Glass clinks against glass, the sound distinctly crystalline, almost incongruously so in the dark, abandoned warehouse. He lifts the vessel for a steady drink. When she holds that look on him, his eyes focus back, steady behind the lenses of those glasses.

He sets the glass down in front of him and rests an elbow on the table. "I'm sure I'll figure out what you are as we go along. We'll see where things go. I'd hate to try and predict too much. I like a good surprise too."

At the last, though, Dayton can't keep from chuckling richly, giving his head a brisk shake. "Guild Galad's not really a farm town, no. There's a village I work out of but I'm hardly there to farm. And I think you can get a pretty good idea of how green I might or might not be." Again he flashes a smile, this one slightly teasing as he taps a finger against the brim of his glass, much of which he's emptied.

"I'll let you know," he says, then. "We'll start with your Gear. And drinks. Always drinks."

<Pose Tracker> Cassidy Cain has posed.

You're the kind of person who likes a surprise or two in the people in your life.

"Ach, getting that predictable, am I?" Cassidy wonders with a laugh, draining the last of her glass. "Methinks might be the time tae switch it up. I think the next time I come intae your shop tae see how you're doing, I'll dress up as a nun and you can crack all the jokes you like about me discovering some very bad habits." Remarkably, she doesn't tell him that he's wrong in his assessments; if anything, her comments only speak to the fact that he isn't.

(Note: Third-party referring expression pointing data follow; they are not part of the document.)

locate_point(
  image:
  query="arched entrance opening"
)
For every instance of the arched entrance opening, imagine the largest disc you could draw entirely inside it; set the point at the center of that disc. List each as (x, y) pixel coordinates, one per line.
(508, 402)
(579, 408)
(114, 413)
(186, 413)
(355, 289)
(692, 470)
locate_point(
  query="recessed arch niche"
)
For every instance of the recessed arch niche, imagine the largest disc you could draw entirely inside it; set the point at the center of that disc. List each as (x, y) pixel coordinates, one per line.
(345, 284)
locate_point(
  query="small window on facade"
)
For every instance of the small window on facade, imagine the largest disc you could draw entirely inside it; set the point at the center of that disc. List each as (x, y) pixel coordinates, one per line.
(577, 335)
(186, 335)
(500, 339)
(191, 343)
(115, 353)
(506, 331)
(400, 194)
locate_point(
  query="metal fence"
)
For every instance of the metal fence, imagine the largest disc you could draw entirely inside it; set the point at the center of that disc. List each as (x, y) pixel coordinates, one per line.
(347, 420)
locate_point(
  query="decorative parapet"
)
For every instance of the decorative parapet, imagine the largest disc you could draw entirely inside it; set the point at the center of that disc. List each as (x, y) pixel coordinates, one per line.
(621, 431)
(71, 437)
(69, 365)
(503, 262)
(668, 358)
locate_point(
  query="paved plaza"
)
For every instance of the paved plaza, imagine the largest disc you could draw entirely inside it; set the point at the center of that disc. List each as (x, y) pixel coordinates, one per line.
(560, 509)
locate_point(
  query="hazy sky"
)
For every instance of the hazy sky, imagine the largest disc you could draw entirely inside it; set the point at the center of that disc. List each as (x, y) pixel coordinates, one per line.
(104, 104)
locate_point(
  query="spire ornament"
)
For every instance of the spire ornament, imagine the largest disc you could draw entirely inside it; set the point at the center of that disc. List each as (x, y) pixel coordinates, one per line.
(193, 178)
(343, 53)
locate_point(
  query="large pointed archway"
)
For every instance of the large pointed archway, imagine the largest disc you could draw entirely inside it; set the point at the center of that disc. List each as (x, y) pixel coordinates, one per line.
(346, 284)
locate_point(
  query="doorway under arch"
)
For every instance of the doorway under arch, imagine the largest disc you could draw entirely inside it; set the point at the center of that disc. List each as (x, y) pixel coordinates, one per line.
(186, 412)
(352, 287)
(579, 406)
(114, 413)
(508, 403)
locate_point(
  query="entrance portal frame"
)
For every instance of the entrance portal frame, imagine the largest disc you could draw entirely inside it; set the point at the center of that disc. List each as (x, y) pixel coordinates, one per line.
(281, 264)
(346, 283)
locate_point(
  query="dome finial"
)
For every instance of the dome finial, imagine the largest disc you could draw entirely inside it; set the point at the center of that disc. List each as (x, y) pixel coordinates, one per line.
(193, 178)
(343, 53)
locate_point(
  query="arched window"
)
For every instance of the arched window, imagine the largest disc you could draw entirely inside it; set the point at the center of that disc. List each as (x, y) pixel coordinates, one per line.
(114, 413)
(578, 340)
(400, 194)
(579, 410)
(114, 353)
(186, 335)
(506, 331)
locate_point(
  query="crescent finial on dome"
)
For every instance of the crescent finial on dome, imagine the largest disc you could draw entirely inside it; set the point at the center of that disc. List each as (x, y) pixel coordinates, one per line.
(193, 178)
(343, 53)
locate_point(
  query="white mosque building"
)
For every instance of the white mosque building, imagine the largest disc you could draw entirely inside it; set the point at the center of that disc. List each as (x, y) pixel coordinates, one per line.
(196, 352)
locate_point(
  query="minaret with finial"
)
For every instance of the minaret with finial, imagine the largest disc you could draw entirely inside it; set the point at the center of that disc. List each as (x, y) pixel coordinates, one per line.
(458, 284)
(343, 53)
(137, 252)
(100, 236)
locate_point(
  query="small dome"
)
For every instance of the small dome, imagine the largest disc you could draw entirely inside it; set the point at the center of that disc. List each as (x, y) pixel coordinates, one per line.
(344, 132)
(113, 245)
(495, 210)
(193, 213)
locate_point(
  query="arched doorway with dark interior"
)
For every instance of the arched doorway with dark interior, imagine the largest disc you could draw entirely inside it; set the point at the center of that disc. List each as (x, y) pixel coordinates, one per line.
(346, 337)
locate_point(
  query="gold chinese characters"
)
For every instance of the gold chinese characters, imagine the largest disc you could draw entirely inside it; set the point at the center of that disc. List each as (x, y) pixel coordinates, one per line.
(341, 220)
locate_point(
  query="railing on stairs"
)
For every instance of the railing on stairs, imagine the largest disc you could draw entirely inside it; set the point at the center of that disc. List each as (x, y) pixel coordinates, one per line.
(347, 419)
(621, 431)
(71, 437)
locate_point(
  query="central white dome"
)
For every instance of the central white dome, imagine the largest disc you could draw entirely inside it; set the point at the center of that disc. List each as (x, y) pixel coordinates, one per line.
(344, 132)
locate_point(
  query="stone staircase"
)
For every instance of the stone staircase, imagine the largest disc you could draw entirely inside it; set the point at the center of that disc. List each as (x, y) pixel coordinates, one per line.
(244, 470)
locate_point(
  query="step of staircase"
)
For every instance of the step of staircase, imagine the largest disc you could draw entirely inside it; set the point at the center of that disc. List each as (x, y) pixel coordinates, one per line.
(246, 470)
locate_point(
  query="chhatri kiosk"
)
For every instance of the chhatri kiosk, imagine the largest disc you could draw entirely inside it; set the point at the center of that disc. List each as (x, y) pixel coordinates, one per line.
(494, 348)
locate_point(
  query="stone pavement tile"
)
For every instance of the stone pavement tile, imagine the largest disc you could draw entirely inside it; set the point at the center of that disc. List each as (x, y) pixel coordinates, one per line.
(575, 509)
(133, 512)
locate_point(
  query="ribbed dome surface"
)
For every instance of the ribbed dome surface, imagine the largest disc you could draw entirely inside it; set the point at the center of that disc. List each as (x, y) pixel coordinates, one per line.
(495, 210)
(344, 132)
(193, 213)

But when he professes a liking for surprises, she inclines her head at him. "Ay. It should be interesting, too, tae find out whether you're the kind who thrives in all kinds." The good surprises and the bad. Both follow her very consistently, but perhaps out of deference to what he had just confessed, she doesn't tell him that.

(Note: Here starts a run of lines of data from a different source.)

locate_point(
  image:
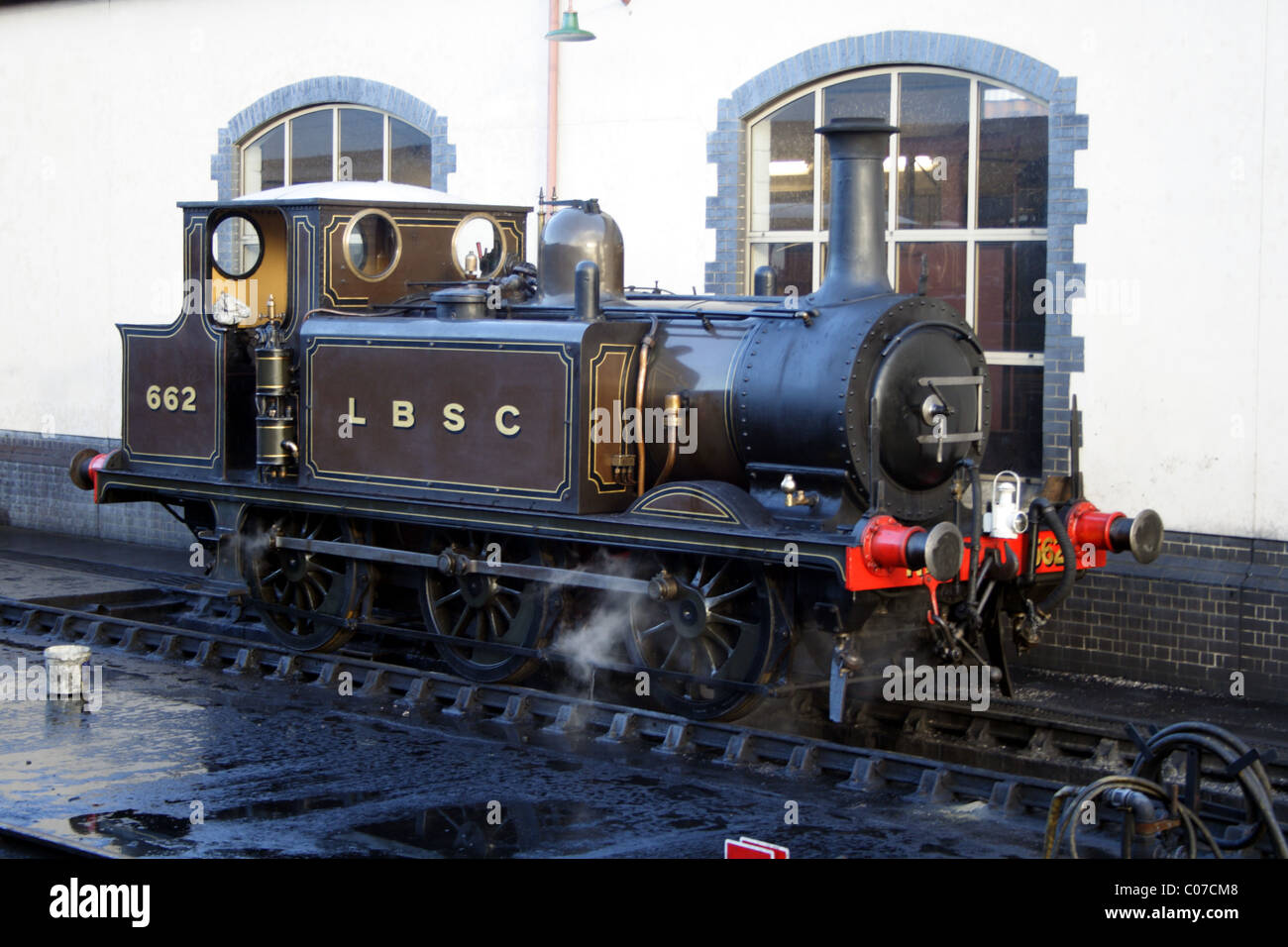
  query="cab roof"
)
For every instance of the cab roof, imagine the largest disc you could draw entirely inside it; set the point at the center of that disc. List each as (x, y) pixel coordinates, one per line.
(362, 192)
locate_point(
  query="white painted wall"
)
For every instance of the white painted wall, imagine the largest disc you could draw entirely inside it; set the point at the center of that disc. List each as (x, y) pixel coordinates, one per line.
(110, 116)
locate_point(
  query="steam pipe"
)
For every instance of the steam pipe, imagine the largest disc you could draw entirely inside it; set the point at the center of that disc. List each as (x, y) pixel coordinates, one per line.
(645, 344)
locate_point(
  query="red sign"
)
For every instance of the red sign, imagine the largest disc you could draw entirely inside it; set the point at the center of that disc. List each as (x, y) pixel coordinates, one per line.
(751, 848)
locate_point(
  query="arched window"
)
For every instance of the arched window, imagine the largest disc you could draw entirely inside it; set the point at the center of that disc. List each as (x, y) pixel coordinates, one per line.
(335, 142)
(966, 191)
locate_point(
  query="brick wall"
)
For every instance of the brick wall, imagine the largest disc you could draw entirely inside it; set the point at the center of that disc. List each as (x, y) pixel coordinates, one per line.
(37, 493)
(1067, 205)
(1210, 605)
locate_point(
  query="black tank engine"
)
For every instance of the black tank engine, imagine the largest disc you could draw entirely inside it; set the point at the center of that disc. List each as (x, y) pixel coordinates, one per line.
(369, 405)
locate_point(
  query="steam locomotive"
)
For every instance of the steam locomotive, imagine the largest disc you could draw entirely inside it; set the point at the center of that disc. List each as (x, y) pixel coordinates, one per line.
(372, 401)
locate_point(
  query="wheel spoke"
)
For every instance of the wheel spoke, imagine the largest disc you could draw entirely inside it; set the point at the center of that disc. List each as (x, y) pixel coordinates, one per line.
(709, 652)
(657, 628)
(716, 578)
(500, 605)
(735, 622)
(716, 634)
(720, 599)
(449, 596)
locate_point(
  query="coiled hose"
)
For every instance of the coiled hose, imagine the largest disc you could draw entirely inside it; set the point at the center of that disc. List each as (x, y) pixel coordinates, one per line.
(1231, 750)
(1068, 814)
(1181, 737)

She slides off the desk at that, moving back to the filing cabinet and depositing the rest of the whiskey within. Talk of Guild Galad has her lifting her brows. "Ay? I was born in Aquvy," she tells him. "Though it's been years since I've been there. Had an opportunity tae return there, at the height of the Adlehyde disaster. To wait it out until it all blows over. In retrospect, I should have gone - these days, I kind of regret nae going as it was nae pretty, what happened there. Life could have been a lot more palatable with a cold drink in a coconut. Maybe with one of those wee umbrellas."

And I think you can get a pretty good idea of how green I might or might not be.

There's a sudden laugh, all the more incongruous in the dark and silent space, and one as bright as her smiles. "Someone who looks like you?" she wonders, angling him an arch look. "Nae verra, methinks."

She gestures to the hulking machine lying in wait for them; in this part of the warehouse and with nothing but a single light, it is difficult to see, but both of them know it's there.

"But ay, we'll start with that. And drinks. Though methinks we can do that in town while taking in the local color." She picks up the lamp and opens it up.

"After all, it's been a while since I was last in November City," she tells him. "Some part of me's missed it."

And with that, her lips purse, blowing out that single flame.